Yoda baissa les yeux, jouant avec le pommeau de son sabre-laser comme un enfant avec une pomme volée. Oh, avait-elle le choix de sa destinée, le contrôle de ces souvenirs perdus, de cette mémoire amputée, de cette vie dérobée à l'âge de seize ans, cette vie qui promettait d'être si belle, si grandiose, si spectaculaire… ?

« Tes ardeurs vous devez calmer, Eleai. Rien en vous ne peut expliquer ce changement, mais si cela est votre destin, alors votre destin cette vie sera. Vous avez une quête, désormais, une quête de la vie, une quête au-delà de la vie… »

« En trois semaines, je suis passé d'une jeune fille de seize ans à une femme de trente-cinq ans, et encore, cela s'accentue avec les conditions déplorables dans lesquelles on m'a internée dans cette prison de verre. »

« Le choix nous n'avions pas, Eleai. En revanche, posséder le choix est un grand privilège. »

« Ai-je expressément demandé qu'on me vole ma féminité ? » s'insurgea-t-elle. « Ai-je expressément demandé qu'on me vole ma jeunesse, ma vie, ma seule raison… ? »

« Quelle est votre raison ? » demanda alors Yoda.

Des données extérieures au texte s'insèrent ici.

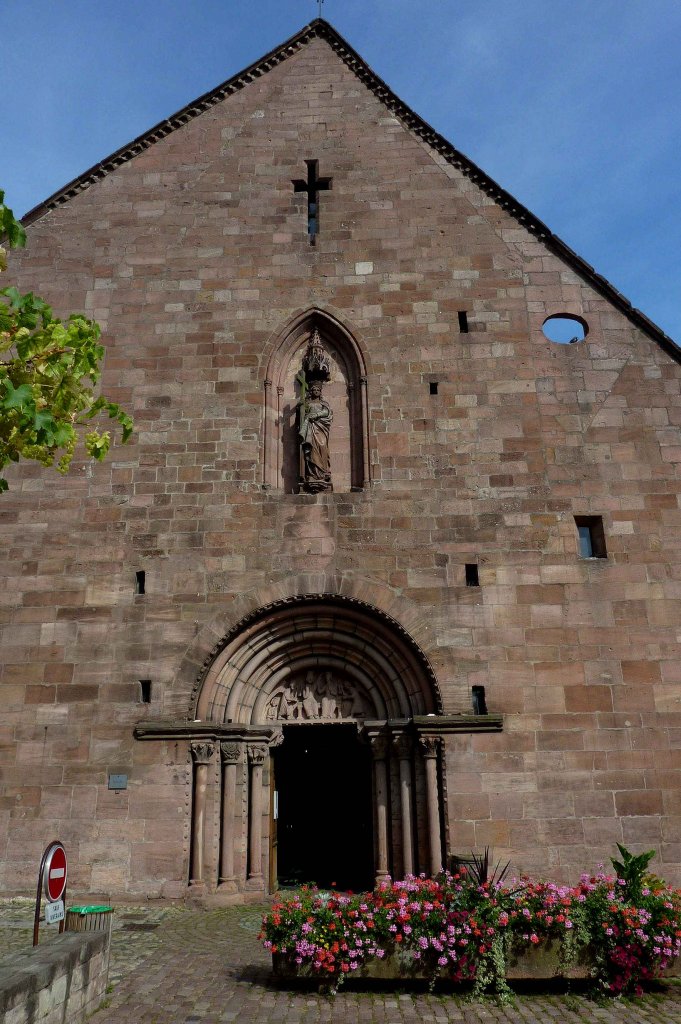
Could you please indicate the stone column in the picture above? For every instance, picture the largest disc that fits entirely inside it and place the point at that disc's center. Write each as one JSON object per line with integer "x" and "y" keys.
{"x": 231, "y": 755}
{"x": 402, "y": 744}
{"x": 430, "y": 747}
{"x": 379, "y": 745}
{"x": 256, "y": 756}
{"x": 202, "y": 755}
{"x": 364, "y": 420}
{"x": 268, "y": 430}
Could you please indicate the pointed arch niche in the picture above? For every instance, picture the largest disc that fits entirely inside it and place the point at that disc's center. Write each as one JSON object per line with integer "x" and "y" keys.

Oh, cette raison, nul ne pouvait la deviner, tant elle était surprenante pour une guerrière sensée rester vierge et à qui on avait pris le seul motif pouvant la conserver dans l'institution des Jedi. Une raison effrayante, à la limite de la primitivisme animal, à la limite de cette dépravation si peu commune au commun des mortels, une raison si sournoise, si basse, que nul ne pouvait se l'imaginer sans frissonner de terreur et ressentir cette viscérale haine envers Eleai.

« Tuer… » répliqua-t-elle, un sourire narquois aux lèvres.

Un éclair argenté scinda le ciel de Tatooine en deux, tandis que le vaisseau étincelant se posait sur la surface poussiéreuse d'une plaine sablonneuse et complètement dépourvue de toute végétation. Emergeant de l'atmosphère d'un beige affadi et assombri par les tempêtes, la silhouette d'Eleai perça la masse de sable qui s'élevait au gré d'un tiède vent griffant et suintant de boue. Une longue cape neige couvrait ses fines épaules et ses poignets, entravés par de multiples rubans de satin modelés par la brise désertique.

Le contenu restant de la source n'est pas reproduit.